Approach CD: Approach C, plus register it with IANA as a charset.
 
  1. Mixture of advantages and disadvantages of above.
  2. Examples:
    1. No dependency on Unicode - Tamil Nadu government can do independently
    2. In some cases, TACE would convert to and from Unicode; in others it could be interpreted natively.
    3. Character properties would be available; all multilingual capabilities would be present;
    4. IANA pros and cons from D.
       


Approach B: TACE-16 repertoire added to Unicode


TACE-16 task force investigated different approaches (listed above, and with full report attached). Major choices are BMP vs SMP. The TACE task force would like to see TACE in the BMP; failing that, the SMP would be an acceptable backup.

Pros

  1. See attached document

Cons

  1. Unless current Unicode model can be shown to not be able to represent Tamil, the duplicate encoding and stability principles would prevent addition.
  2. Accommodating TACE in the BMP would require moving the reserved RTL (U+0800 .. U+08FF) code point range. (Space is not an issue for the SMP.)

Approach B1: Add only "pure consonants" to Unicode

This would be adding what is currently represented as <consonant + pulli> as precomposed characters to the current Tamil block in Unicode.

Pros

  1. Pure consonants represent 30% of the letter frequency in Tamil text
  2. Possible performance benefits in collation, text size (for unnormalized text)

Cons

  1. Would be introducing new precomposed characters
  2. Normalization would replace the new characters with the current ones.

Key Areas where governments, industry, and Unicode can help

There is a natural frustration with programs not being able to handle Tamil, or having errors.
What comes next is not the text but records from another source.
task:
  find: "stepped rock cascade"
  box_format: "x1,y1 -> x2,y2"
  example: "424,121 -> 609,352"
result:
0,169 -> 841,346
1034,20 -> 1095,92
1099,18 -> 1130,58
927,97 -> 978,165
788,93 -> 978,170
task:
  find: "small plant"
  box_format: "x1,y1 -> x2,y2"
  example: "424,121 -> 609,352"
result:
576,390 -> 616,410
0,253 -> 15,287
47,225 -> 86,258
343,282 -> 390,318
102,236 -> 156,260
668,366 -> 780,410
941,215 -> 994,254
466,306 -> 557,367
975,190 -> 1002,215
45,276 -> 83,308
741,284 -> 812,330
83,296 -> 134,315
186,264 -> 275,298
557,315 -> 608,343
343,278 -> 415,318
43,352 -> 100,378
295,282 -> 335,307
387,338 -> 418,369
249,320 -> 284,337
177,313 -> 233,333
Discussed common techniques companies use in prioritizing their work on different languages, and how to leverage improvements.

No matter what approach is taken, common need for the following (draft list)
  1. Identify problems in key application programs and set up communication with vendors
  2. Core set of open source (individual and commercial use) high-quality fonts
  3. Freely available keyboard specifications and IMEs
  4. Central place for developers to go for help with Tamil (on Unicode site or Government site, perhaps wiki?)
  5. Up-to-date locale data (eg CLDR)
  6. Need to investigate having standard ligature table for OpenType to map Unicode sequences to TACE syllables.

Side issue: the Tamil numbers are almost archaic, and offer opportunities for spoofing, so are discouraged for identifiers such as IDN.

Discussion of Unicode Locales Project (CLDR)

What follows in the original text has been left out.